Sunday, January 24, 2010

Clinging Trap

Like any mother, I always refer to my children, as, well, 'my' children. This innocent two-letter word, 'my', is loaded with implications that do not always bode well with the Buddhist way of life. I found out, yesterday.

In the middle of the night, I woke up, with painful emptiness in my core. Soon after, dream helped shed some light. My daughter was coming back home to pick up her belongings. She was with a friend, and was moving out to her friend's house. Just like that. Hardly any words exchanged, . . . Of course, dream is a metaphor for daughter's final step towards full independence as a young adult. Although my mind knows, the heart is having a hard time following, after what feels like a cold break.

Daughter as master teacher, dispelling long held illusion that she is 'mine' . . .


  1. Boy do I understand how you feel! I remember the deep sadness I felt when my daughter moved far away from home. Such a sense of loss, how empty the house felt, yet in my heart I also was so pleased that she was spreading her little wings and stepping out on her own, that she had developed the inner confidence and need to do that. So many mixed feelings and tears.

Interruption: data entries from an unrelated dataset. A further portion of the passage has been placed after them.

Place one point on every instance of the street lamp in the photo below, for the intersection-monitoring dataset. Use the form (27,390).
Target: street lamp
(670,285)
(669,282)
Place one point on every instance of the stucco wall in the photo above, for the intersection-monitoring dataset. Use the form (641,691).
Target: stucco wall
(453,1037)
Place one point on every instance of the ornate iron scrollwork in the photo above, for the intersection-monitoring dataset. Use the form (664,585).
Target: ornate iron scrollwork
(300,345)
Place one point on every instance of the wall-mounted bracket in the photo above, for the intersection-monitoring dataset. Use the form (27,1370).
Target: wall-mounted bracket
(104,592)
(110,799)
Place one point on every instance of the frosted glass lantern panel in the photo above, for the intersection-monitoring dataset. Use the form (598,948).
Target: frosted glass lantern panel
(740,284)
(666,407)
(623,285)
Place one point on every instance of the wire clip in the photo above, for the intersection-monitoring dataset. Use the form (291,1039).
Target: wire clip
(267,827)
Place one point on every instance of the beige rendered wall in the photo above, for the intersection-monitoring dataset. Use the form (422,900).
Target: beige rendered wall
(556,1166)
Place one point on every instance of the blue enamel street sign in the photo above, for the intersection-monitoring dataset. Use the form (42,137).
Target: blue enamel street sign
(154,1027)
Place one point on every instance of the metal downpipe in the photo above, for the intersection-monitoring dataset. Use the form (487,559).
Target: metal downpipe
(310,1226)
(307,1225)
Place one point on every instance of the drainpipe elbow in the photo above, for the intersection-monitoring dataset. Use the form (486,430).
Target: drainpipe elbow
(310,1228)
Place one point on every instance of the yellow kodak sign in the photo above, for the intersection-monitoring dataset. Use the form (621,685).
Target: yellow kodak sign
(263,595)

    And it made me appreciate more deeply the tears of my mother-in-law's tears when we leave after our annual visit (1500 miles away). Now I knew how it felt from the inside, out.

  2. From mother, to mother, thank you for sharing! Our loved ones are our greatest teachers, aren't they? Evoking great joys, and sorrows, and helping us get in touch with the depths of our clinging, and laying out the work to be done, still.